Super Smash Bros. Ultimate
/In previous blog posts and on Twitter, we’ve covered the unintentional lack of backing music for a The Mummy reboot trailer, and as an intentional artistic choice in the trailer for horror film A Quiet Place. We said it might be “both a first and only” occurrence for the blog, and today that’s no longer true – the second film to embrace its total lack of tonality, however, could not be more different in tone.
While Nintendo’s intentions behind the decision to release a trailer with only sound effects is not clear, its effect is undeniable. Fans are editing in droves to fill the perceived audial gap, some of which are nearing one million views – from channels that, frankly, don’t usually pull in nearly such traffic. The fan cut trailer is certainly not a new phenomenon, but it has never been more pervasive and accessible in an era of pocket computers with previously workstation-class compute and widespread broadband, corporate-subsidized distribution networks (looking at you, YouTube).

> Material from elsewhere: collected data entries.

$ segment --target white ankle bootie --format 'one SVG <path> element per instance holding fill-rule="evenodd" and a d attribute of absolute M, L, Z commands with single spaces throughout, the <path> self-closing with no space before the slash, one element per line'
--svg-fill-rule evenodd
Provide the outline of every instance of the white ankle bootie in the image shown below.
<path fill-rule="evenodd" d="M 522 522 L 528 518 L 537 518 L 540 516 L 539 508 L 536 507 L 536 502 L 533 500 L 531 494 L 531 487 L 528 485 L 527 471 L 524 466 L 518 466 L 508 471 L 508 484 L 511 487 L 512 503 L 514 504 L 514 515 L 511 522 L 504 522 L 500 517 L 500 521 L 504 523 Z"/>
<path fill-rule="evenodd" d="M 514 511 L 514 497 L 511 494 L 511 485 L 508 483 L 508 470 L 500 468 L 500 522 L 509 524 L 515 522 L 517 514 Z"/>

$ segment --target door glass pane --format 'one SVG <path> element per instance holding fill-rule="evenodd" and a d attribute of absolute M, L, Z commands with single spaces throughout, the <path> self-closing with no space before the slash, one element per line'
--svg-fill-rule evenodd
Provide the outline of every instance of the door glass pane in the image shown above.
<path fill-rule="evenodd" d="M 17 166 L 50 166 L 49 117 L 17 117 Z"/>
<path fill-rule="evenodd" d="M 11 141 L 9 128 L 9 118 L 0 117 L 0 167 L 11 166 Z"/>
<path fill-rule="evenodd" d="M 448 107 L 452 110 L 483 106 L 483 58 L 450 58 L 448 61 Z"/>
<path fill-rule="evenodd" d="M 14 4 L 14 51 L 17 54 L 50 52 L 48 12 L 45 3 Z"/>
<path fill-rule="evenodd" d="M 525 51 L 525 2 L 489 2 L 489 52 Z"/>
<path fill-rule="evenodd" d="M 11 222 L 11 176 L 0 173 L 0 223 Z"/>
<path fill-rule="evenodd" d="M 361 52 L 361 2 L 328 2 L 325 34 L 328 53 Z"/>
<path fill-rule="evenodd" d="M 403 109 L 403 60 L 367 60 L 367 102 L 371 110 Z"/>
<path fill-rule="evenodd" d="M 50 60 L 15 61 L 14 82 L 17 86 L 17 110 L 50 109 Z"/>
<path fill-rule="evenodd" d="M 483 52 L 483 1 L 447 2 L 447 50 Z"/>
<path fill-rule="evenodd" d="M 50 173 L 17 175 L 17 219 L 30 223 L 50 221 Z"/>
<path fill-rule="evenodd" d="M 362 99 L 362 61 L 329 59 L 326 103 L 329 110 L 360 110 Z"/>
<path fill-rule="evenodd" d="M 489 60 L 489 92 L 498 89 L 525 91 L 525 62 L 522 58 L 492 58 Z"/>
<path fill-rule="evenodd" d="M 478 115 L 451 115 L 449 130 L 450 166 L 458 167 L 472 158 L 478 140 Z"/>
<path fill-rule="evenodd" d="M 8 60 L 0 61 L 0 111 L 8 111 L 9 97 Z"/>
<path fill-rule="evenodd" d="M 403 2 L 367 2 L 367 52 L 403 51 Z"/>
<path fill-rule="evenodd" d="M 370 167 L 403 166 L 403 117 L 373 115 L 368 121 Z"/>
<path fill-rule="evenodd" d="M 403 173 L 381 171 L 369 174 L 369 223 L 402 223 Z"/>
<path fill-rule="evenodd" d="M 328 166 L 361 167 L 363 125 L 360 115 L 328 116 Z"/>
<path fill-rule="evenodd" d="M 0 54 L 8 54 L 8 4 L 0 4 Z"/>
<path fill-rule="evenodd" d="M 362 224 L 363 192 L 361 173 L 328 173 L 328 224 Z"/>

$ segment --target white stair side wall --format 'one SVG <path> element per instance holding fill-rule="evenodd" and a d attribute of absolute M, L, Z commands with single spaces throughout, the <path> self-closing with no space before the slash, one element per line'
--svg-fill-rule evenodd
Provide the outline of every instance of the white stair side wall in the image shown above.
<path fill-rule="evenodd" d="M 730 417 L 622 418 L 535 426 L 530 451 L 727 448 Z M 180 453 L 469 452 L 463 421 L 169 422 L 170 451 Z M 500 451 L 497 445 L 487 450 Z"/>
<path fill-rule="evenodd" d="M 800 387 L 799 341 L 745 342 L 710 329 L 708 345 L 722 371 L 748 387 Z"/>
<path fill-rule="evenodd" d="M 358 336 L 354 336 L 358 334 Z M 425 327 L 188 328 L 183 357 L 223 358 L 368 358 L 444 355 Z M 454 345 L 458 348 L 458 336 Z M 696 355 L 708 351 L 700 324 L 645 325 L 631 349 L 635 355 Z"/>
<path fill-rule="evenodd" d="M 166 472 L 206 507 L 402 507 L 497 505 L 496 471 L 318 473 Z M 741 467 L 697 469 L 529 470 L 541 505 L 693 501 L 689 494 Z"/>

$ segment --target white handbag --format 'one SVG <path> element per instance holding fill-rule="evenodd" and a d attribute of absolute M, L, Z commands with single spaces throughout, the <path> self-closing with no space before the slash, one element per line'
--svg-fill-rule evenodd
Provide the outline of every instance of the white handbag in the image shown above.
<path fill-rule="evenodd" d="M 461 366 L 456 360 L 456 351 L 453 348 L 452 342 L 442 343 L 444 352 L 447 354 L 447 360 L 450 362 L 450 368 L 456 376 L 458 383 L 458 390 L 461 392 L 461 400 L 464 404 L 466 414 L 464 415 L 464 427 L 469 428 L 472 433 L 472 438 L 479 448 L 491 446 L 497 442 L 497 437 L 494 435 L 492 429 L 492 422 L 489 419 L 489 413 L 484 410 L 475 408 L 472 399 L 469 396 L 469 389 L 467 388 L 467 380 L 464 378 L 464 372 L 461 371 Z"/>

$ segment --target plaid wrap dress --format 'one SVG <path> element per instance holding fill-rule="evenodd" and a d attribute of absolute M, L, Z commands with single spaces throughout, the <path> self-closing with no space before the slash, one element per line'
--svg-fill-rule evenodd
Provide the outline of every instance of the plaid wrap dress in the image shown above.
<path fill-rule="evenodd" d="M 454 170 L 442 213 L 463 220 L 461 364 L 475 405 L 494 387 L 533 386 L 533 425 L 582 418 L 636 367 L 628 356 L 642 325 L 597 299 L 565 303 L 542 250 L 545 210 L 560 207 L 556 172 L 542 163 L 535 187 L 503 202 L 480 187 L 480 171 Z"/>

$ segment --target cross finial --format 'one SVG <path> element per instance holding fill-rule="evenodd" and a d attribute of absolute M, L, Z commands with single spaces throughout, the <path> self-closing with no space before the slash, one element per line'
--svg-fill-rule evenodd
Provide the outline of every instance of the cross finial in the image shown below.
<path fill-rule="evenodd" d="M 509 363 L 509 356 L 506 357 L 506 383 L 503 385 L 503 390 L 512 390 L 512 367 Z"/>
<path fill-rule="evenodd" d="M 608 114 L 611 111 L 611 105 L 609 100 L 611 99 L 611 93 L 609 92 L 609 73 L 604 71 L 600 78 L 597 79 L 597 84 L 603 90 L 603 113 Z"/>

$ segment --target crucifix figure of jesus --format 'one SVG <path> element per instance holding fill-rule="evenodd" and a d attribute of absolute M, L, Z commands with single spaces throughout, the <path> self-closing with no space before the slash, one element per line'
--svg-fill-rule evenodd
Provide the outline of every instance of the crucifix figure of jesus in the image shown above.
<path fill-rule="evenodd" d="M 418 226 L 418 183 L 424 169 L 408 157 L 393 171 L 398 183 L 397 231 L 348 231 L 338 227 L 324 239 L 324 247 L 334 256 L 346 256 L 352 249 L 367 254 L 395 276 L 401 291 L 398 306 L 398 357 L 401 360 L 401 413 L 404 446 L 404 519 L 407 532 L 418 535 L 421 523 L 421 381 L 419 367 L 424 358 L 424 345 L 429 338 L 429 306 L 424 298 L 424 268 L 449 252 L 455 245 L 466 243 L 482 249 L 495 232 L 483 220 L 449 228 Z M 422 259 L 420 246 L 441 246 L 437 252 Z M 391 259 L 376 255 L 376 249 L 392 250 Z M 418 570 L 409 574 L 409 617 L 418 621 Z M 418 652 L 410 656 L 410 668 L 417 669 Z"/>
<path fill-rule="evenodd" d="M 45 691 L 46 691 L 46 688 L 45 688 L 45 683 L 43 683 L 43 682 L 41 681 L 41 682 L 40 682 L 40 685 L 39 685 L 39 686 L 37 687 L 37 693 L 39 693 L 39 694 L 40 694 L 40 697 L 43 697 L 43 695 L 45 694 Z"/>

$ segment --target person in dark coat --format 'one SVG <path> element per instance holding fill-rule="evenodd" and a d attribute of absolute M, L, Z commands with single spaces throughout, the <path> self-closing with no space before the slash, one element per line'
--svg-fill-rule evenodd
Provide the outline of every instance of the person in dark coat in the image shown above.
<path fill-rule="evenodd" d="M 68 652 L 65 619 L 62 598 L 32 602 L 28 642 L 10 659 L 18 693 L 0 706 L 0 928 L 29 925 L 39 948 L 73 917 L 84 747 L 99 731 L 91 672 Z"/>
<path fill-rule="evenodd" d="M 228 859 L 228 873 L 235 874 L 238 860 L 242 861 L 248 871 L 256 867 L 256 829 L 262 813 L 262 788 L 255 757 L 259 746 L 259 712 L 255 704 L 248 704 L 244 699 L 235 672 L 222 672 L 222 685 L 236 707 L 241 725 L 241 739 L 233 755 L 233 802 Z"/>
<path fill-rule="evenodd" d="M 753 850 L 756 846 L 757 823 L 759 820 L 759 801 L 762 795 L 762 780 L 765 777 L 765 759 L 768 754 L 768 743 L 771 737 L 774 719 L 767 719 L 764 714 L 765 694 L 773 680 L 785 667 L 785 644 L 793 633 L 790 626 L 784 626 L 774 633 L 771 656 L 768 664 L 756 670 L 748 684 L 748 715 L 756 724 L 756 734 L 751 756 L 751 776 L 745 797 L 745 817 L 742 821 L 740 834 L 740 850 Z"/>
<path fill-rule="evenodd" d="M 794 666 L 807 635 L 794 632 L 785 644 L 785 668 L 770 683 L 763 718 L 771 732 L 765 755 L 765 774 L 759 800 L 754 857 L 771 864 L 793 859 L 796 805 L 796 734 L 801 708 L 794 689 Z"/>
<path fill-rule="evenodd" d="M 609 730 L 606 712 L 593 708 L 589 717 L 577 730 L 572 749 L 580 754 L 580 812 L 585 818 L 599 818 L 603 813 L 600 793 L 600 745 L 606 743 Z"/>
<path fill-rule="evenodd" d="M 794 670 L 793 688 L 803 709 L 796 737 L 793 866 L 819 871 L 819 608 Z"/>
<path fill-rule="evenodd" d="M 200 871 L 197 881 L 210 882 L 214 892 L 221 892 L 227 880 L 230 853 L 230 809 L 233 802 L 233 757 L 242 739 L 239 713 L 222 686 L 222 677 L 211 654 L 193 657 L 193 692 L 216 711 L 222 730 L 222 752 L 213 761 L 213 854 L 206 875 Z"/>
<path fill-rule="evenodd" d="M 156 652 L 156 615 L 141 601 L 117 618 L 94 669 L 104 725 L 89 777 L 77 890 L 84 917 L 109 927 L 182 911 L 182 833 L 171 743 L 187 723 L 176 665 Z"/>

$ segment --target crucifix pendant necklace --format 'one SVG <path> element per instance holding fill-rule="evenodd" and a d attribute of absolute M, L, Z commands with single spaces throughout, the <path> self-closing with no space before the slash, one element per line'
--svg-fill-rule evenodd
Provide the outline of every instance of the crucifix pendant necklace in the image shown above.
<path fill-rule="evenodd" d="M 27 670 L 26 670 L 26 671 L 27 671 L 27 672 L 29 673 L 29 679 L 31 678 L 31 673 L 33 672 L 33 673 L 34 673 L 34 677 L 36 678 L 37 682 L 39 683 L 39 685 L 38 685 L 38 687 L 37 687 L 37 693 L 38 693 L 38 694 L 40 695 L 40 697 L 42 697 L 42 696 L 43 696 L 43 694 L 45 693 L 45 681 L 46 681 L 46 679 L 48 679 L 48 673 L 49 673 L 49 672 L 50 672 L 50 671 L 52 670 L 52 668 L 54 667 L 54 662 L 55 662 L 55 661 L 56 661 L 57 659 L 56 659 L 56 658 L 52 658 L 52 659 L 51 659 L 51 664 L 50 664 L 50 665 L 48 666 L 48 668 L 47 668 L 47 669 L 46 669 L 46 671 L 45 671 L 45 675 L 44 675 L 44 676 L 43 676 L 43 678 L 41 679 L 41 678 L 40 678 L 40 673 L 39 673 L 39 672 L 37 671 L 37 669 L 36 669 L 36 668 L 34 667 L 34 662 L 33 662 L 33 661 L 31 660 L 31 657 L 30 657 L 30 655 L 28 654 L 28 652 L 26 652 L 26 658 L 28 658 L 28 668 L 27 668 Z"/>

Moreover, the Smash Bros. series itself has always been a bit of a collaborative, fan service-driven business. While at first constrained to Nintendo characters for its 1999 debut, the fighting game franchise has since welcomed a variety of video game characters across companies in the industry, from 80s icons Pac-Man and Mega Man, to the 90s and early 2000s PlayStation mainstay Solid Snake, to fighters hailing from the most recent entries in the Pokémon franchise. The music of the series has always been a bombastic highlight: the main theme has always been an original work of epic proportions, with orchestral flourishes and operatic vocals. The most recent theme, via sound production company Noisycroak Co. under composition supervisor Hideki Sakamoto, upholds that trend, suitability surpassing the series’ previous themes for bombast and grandeur. It sounds designed for the epic trailer; carefully tuned for nearly twenty years itself over its series of games, the latest Smash Bros. theme is practically a cognate to the definition of the genre of epic music itself.
Why, then, hold back that perfectly formed whole of a theme for this trailer? Nintendo seems to be saying that, more than ever, this ultra-crossover series belongs to the fans. The tacet score in this trailer appears to be a tacit invitation to complete the trailer as they want to hear it, to an embarrassment of auricular results. Whether or not this is an intentional strategy, we can’t be sure, but the results do speak for themselves.
Smash Bros. Ultimate arrives in stores and on the Nintendo e-shop on December 7th.